Your prize is a swift kick in the nuts

May 07, 2012 13:35

I was writing up my thoughts on the short story portion Hugo ballot and I got distracted by a very bad story. I'd like to give my own personal award to the very worst piece of fiction I read from last year.

Here's the plot of story: Your boyfriend is a selfish asshole who works twelve-hour days and spends no time with you. You fall out of love with him, and finally you've had enough so you leave him. But you know he won’t let you go, so you try to leave no trace of where you've gone. You've signed on to colonize another planet, a dream of yours he mocked and called crazy.

But your stalker has the money and power, and a willingness to use any means possible to uncover where you’ve gone and he's coming for you.

Bribery, theft, digital trespassing. He'd used a little of each in increasingly desperate measure until he'd found her. He couldn't say he was proud of it, but what else could he have done? He'd been busy with the new dome. There'd been deals within deals to make; water contracts, space commitments, air rights. He'd even had to negotiate which hotel chain's signage would be most conspicuous from the main glidewalk. When he'd come up for air, she'd been gone. Her phone canceled. Her apartment vacated. He'd wasted weeks using conventional means to find her.

Horror story, right? Because we've reached that point in time where we can all recognize stalking as the misogynist act of violence that it is and not some romantic gesture that will eventually lead to lifelong love and happiness between the stalker and stalkee?

No, of course we haven't. The story's told from the stalker's point of view and it's sooooo romantic he wants to reclaim his love object.

The attendant gives a little schoolgirl swoon. Love, she whispers.

Apparently Trent Bishop, stalker, is so super awesome all his friends want to go with him.

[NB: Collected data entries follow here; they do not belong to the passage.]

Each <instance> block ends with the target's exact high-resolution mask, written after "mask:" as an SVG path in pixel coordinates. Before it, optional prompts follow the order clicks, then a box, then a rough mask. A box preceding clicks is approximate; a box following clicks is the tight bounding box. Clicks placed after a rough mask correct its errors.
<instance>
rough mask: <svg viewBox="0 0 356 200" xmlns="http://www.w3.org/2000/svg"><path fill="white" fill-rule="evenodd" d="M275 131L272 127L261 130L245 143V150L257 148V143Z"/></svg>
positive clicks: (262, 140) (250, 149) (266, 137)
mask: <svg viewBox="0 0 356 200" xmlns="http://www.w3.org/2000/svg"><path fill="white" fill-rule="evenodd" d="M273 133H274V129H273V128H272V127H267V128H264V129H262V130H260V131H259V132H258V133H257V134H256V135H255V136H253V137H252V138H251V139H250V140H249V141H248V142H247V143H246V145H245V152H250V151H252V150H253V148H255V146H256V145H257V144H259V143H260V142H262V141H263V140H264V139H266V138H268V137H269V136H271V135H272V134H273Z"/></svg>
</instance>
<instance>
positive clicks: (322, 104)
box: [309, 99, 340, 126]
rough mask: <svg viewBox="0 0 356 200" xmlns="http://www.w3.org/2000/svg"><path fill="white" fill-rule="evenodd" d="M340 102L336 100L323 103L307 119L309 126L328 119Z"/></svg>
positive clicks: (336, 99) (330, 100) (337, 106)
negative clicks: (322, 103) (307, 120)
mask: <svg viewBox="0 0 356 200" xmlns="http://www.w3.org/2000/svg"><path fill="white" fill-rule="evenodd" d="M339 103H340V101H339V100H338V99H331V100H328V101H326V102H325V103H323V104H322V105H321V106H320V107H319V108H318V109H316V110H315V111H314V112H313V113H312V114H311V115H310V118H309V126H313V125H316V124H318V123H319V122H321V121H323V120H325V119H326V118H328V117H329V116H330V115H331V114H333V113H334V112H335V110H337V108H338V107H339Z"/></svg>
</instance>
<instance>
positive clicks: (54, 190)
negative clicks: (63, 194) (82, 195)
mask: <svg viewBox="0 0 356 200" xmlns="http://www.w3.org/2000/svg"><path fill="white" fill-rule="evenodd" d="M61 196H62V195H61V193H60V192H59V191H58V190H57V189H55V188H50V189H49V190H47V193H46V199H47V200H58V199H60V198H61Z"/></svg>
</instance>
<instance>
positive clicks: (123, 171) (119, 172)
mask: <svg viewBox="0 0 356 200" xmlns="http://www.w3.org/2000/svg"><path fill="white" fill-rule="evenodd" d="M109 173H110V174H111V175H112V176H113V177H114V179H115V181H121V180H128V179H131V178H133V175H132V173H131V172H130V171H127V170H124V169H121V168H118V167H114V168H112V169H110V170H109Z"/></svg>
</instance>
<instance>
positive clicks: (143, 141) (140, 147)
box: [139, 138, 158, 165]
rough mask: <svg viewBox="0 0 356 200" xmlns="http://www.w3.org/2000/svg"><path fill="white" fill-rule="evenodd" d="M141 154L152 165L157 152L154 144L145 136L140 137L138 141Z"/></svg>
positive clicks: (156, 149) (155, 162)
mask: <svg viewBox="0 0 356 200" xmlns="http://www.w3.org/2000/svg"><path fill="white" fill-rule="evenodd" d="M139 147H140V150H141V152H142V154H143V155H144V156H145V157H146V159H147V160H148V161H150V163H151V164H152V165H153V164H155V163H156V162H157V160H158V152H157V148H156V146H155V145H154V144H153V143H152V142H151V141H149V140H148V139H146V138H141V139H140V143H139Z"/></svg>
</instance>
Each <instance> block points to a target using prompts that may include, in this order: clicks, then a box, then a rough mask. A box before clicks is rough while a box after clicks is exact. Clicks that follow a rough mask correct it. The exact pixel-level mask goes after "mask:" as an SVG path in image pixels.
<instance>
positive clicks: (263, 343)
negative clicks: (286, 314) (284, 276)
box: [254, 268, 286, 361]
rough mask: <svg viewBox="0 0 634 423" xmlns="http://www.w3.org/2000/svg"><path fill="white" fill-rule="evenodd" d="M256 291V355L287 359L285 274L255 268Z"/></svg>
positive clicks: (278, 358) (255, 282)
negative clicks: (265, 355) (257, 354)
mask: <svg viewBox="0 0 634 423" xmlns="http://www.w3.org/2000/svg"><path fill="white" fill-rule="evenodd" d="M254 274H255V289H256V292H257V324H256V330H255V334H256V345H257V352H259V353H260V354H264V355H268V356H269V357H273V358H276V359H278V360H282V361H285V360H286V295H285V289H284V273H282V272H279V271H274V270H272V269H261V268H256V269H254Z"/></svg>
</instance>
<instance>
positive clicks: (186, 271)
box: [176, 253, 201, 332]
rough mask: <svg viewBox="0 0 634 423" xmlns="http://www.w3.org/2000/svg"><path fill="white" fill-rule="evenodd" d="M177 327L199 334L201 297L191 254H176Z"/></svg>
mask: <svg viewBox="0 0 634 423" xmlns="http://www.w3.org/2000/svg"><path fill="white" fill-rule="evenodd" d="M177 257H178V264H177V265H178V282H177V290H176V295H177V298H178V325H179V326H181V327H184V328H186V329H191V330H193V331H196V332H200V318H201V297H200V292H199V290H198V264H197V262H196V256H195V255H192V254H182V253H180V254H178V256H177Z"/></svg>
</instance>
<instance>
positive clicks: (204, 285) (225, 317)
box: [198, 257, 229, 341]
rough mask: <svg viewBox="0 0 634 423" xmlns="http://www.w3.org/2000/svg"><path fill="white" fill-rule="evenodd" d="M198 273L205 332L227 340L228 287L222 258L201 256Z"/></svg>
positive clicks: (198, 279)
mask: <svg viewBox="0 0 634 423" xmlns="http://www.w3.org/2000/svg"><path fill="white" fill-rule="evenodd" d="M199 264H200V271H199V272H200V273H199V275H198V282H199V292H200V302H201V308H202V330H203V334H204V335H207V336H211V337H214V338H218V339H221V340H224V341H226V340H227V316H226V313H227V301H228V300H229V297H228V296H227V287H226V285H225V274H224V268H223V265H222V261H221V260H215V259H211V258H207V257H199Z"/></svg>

"You got me through college and into law school," Carter went on. "Made me stay when I wanted to quit. Kept me straight when I wanted to wash it all away in a sea of drugs. Convinced me that what happened to me mattered-to me."

Trent peered at Carter's face, but the man refused to meet his gaze. "Carter, this is too big a decision to make out of some sense of loyalty."

Carter just laughed and said, "I know."

The punchline is that stalker Bishop will be an sick old man by the time he see here and everyone thinks that his ex-girlfriend Irene, who ran away from Bishop, will be pining for his presence and his old man grope.

At first, I thought this was a darkly comic sendup of the worst that science fiction has to offer, because how could a line like:

Maybe she understands all too well. Her concern is more than professional. Yes, of course. How many greats, he asks, lie between his sperm and her granddaughter-hood.

Or

It's hazy, those early days. Everyone slept with everyone then. Babies were the colony's future and few wombs went unfilled.

be something I'm supposed to take seriously? Wimmen, we're all about making the babies and worshiping ancestral sperm, when we're not being convenient prizes for men to win or motivation for their stories.

But apparently I am, because Trent Bishop is the most awesome guy in town and everyone adores him, some more than others.

"I accepted the way things are a long time ago," he [Carter] said. "Instead, I get to build a world."
"For them?" she asked.
"For him."

Yes, that's the kicker, the best friend who followed Bishop to another planet is secretly in love with Bishop and devoted his life aiding and abetting the stalking just to be close to his True Wuv.

Excuse me while I puke.

Winner of worst 2011 story is "The Architect of Heaven" by Jason K. Chapman.